LaVigne v. LaVigne

Annotate this Case

336 Mass. 377 (1957)

145 N.E.2d 687

JESSIE LOUISE LaVIGNE vs. EUGENE R. LaVIGNE (and a companion case[1]).

Supreme Judicial Court of Massachusetts, Middlesex.

October 10, 1957.

November 6, 1957.


Joseph Gorfinkle, for Eugene R. LaVigne.

Everett A. Grant, (James P. McNamara with him,) for Jessie Louise LaVigne.


The husband appeals from decrees (a) granting to the wife a divorce nisi upon the ground of cruel and abusive treatment and (b) dismissing the husband's petition for separate support. The evidence, which is reported, was *378 almost entirely oral. We see no reason to disturb the probate judge's abundantly warranted findings in his report of material facts, from which the facts stated below are summarized.

The husband and wife for some years lived in a second floor apartment in a house in Somerville. The husband's sister occupied rooms on the third floor in the same house and shared with them a kitchen. Living conditions in this apartment near her sister-in-law and grossly insulting conduct by the husband seriously affected the wife's health and were the basic causes of marital difficulties. In addition to a course of conduct, abusive in character, the husband on two or more occasions, including one on March 2, 1955, was guilty of physical violence toward the wife. At least two separations took place, following which the wife was persuaded by religious advisers and others to resume living with the husband, but only in reliance on his promises, later invariably disregarded, that their home would thereafter be in premises away from the Somerville apartment and the husband's sister.

In the course of one such reconciliation a divorce libel, brought by the wife on March 4, 1955, was dismissed by agreement. However, after a particularly flagrant breach of the husband's promise of a separate home, the wife brought the present libel for divorce alleging as a cause the incidents of March 2, 1955, as well as matters occurring thereafter.

During one separation, the husband filed a petition for separate support, alleging desertion. This was dismissed at the time of the decree nisi here under review.

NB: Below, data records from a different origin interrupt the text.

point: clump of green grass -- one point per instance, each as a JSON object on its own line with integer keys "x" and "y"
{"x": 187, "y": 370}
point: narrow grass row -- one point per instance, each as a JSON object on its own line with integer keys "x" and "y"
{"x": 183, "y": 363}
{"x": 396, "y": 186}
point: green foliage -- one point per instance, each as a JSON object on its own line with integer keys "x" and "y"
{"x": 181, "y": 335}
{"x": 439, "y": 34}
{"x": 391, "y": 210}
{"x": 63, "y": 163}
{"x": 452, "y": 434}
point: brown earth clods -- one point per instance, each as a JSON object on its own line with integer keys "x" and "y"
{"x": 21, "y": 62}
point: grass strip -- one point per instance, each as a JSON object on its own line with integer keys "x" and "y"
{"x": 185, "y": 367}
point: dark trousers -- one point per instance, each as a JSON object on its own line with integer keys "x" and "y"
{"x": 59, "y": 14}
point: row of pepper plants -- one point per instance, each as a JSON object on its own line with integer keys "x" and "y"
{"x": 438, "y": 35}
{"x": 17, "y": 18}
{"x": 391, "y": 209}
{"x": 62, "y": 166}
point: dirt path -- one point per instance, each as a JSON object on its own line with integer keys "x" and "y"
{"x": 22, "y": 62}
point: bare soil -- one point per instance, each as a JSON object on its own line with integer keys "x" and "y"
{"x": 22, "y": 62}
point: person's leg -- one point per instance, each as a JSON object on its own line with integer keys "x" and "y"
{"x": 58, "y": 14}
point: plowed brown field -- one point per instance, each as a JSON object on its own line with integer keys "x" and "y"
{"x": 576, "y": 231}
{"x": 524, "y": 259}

The conflicting evidence does not lead us to conclude, as the husband contends, that the incident of physical violence which took place on March 2, 1955, was connived at by the wife.

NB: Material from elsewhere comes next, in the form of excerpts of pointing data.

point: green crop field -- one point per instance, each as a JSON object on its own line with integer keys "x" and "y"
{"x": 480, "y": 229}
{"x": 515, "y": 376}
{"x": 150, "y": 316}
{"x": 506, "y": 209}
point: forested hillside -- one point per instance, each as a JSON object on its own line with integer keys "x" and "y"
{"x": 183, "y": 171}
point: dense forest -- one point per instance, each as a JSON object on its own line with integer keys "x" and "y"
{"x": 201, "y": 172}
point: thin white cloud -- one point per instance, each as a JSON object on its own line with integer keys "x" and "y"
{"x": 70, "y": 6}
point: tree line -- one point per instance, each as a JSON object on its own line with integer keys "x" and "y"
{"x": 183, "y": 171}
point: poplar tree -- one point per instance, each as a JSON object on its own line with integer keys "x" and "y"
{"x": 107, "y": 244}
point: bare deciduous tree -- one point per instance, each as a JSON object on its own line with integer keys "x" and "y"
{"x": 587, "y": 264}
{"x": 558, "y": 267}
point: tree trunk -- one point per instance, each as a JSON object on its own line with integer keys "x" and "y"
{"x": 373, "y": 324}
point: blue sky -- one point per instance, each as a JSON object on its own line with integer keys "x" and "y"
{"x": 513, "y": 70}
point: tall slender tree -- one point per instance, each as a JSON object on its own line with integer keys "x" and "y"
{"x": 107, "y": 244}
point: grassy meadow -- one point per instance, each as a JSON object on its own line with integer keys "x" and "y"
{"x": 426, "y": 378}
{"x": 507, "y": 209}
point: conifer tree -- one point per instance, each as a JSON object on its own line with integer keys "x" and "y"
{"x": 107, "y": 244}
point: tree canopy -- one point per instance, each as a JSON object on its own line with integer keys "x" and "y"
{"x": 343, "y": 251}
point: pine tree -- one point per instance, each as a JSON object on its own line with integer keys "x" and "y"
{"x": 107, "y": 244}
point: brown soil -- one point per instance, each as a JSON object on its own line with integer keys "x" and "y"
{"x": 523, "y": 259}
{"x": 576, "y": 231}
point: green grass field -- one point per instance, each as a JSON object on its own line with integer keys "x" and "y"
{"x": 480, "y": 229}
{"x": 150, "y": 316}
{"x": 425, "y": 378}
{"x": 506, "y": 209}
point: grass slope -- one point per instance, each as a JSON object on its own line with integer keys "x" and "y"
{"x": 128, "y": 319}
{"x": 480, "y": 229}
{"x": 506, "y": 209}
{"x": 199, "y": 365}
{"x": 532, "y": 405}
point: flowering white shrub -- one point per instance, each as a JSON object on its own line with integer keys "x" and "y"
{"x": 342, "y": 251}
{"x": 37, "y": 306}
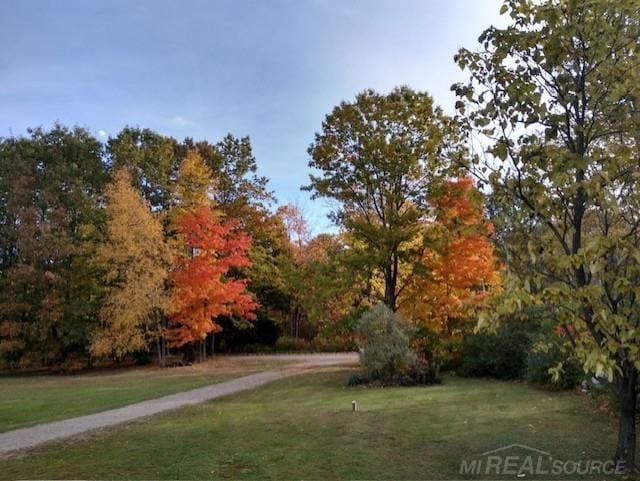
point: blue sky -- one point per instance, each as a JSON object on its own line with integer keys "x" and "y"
{"x": 270, "y": 69}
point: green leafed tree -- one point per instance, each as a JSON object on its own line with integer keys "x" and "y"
{"x": 135, "y": 257}
{"x": 555, "y": 96}
{"x": 378, "y": 157}
{"x": 50, "y": 224}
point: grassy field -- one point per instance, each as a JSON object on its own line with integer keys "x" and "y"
{"x": 28, "y": 400}
{"x": 303, "y": 428}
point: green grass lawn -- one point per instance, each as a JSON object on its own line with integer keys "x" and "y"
{"x": 303, "y": 428}
{"x": 29, "y": 400}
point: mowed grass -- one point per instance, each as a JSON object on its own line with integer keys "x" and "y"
{"x": 303, "y": 428}
{"x": 29, "y": 400}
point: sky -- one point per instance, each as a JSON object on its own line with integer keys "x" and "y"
{"x": 269, "y": 69}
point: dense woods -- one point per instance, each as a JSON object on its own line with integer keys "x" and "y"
{"x": 147, "y": 245}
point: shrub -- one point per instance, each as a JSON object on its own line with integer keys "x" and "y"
{"x": 356, "y": 379}
{"x": 334, "y": 344}
{"x": 292, "y": 344}
{"x": 551, "y": 354}
{"x": 501, "y": 354}
{"x": 386, "y": 351}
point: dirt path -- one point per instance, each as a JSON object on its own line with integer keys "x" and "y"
{"x": 33, "y": 436}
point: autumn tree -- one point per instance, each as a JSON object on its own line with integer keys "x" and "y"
{"x": 150, "y": 157}
{"x": 136, "y": 257}
{"x": 202, "y": 287}
{"x": 378, "y": 157}
{"x": 555, "y": 95}
{"x": 50, "y": 224}
{"x": 459, "y": 265}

Although after March 2, 1955, the parties lived together as husband and wife, any condonation of the husband's prior misconduct was clearly conditional upon the husband's promises to provide a home for the family away from his *379 sister, promises which the probate judge found were not made in good faith. The husband's failure to keep his promises (in respect of this matter which went to the very root of the marital troubles) was a serious breach of the terms of the conditional condonation. See, for example, Cabral v. Cabral, 323 Mass. 441, 442; Cesarone v. Cesarone, 329 Mass. 217, 219; Pierce v. Pierce, 330 Mass. 707, and cases cited.

The dismissal by agreement on June 28, 1955, of the wife's earlier libel was not a bar to the present libel based in part on the incidents of March 2, 1955. The dismissal decree was obviously not intended as an adjudication on the merits. Wight v. Wight, 272 Mass. 154, 155-157. Curley v. Curley, 311 Mass. 61, 66. See Delgreco v. Delgreco, 322 Mass. 706, 707. Compare Amory v. Assessors of Boston, 309 Mass. 162, 164.

The decrees are to be affirmed with costs and expenses of the appeals (including counsel fees) to be allowed to the libellant in the divorce proceeding in the discretion of the Probate Court.

So ordered.


[1] The companion case is by Eugene R. LaVigne against Jessie Louise LaVigne.